In conclusion, the proposed RYCO pipeline detects polyps in the AsuMayoDB with a precision of 88.6% and recall of 71.6% at a processing speed of 6.5 frames per second. The proposed method can accurately locate polyps in more frames and at a faster speed, compared to previous algorithms. In future, we intend to extend RYCO by working on a less computationally complex CNN architecture to achieve real-time processing speed, while maintaining a high sensitivity in accurately locating polyps. Moreover, back-to-back clinical study will be performed to evaluate the potential of increasing polyp detection rate as well as shortening withdrawal time. The algorithm will be useful to the emerging therapeutic wireless endoscopic capsules [38], or to integrate with classifier that judges whether a polyp should be resected or not [15]. A prospective randomized control trial can further verify the effectiveness of the proposed pipeline in assisting endoscopists to improve adenomatous detection rates or to decide whether a polyp should be resected or not during colonoscopy.

Acknowledgment

This project is supported in part by General Research Fund (GRF/14202417) and Innovation and Technology Fund (ITF/337/16FP).

Biography

Ruikai Zhang received the B.E degree in Biomedical Engineering from Shenzhen University, China in 2012, and M.E degree in Biomedical Engineering from Stony Brook University, New York, USA in 2014. He is currently a PhD candidate in the Department of Surgery, The Chinese University of Hong Kong. He was a visiting student to The University of North Carolina at Chapel Hill, Chapel Hill, NC, USA in 2017. His research interests include wearable and ingestible devices, endoscopic and health informatics.
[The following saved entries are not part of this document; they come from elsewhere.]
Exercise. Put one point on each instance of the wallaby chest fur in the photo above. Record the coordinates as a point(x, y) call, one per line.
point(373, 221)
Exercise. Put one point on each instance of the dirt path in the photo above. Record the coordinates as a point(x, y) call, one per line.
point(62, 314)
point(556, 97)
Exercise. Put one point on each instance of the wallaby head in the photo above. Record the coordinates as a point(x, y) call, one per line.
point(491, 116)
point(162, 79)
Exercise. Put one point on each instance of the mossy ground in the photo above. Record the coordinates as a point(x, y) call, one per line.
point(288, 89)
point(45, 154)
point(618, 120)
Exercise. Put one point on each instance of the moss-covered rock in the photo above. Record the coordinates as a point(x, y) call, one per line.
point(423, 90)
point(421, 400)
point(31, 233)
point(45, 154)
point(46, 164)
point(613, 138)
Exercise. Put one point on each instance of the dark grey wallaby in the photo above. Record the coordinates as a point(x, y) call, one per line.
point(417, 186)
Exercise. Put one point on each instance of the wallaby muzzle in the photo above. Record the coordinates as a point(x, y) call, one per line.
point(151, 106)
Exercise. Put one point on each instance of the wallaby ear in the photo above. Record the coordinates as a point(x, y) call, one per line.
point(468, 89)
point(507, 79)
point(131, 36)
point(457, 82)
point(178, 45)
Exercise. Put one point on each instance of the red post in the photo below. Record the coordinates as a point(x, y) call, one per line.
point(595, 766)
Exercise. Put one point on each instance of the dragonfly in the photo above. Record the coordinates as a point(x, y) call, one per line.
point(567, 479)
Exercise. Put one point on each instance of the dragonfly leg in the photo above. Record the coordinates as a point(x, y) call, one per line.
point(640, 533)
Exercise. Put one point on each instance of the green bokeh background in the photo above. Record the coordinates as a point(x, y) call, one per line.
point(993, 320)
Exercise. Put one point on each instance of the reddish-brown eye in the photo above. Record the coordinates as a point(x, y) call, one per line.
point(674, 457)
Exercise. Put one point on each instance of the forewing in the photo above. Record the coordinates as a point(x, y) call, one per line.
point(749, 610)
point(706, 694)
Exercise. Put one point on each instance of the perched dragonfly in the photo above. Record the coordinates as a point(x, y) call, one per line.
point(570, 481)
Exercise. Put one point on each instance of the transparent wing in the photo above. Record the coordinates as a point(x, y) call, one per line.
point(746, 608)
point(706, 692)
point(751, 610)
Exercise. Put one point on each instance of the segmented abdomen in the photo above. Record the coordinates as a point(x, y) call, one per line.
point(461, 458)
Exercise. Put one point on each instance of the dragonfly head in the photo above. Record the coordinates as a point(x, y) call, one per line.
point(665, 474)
Yali Zheng received the B.E. degree in Electronic Science and Technology from Beijing Jiaotong University in 2007, M. Phil. degree in Microelectronics and Solid States Electronics from Peking University in 2010, and Ph.D degree in Electronic Engineering from The Chinese University of Hong Kong (CUHK) in 2014. She is currently a postdoctoral fellow at Department of Surgery of CUHK.

She serves as a member of IEEE EMBS Technical Committee on Wearable Biomedical Sensors and Systems and also reviewer for a number of prestigious international journals, including the IEEE Transactions on Biomedical Engineering and IEEE Journal of Biomedical and Health Informatics. She has published over 10 SCI papers and received an h-index of 9. One of her first-author papers on “Unobtrusive Sensing and Wearable Devices for Health Informatics” has received enough citations to place it in the top 1% of the academic field of Engineering in ISI Web of Science during 2016–2018. Her current research interests include unobtrusive sensing, wearable and ingestible medical devices, and imaging informatics.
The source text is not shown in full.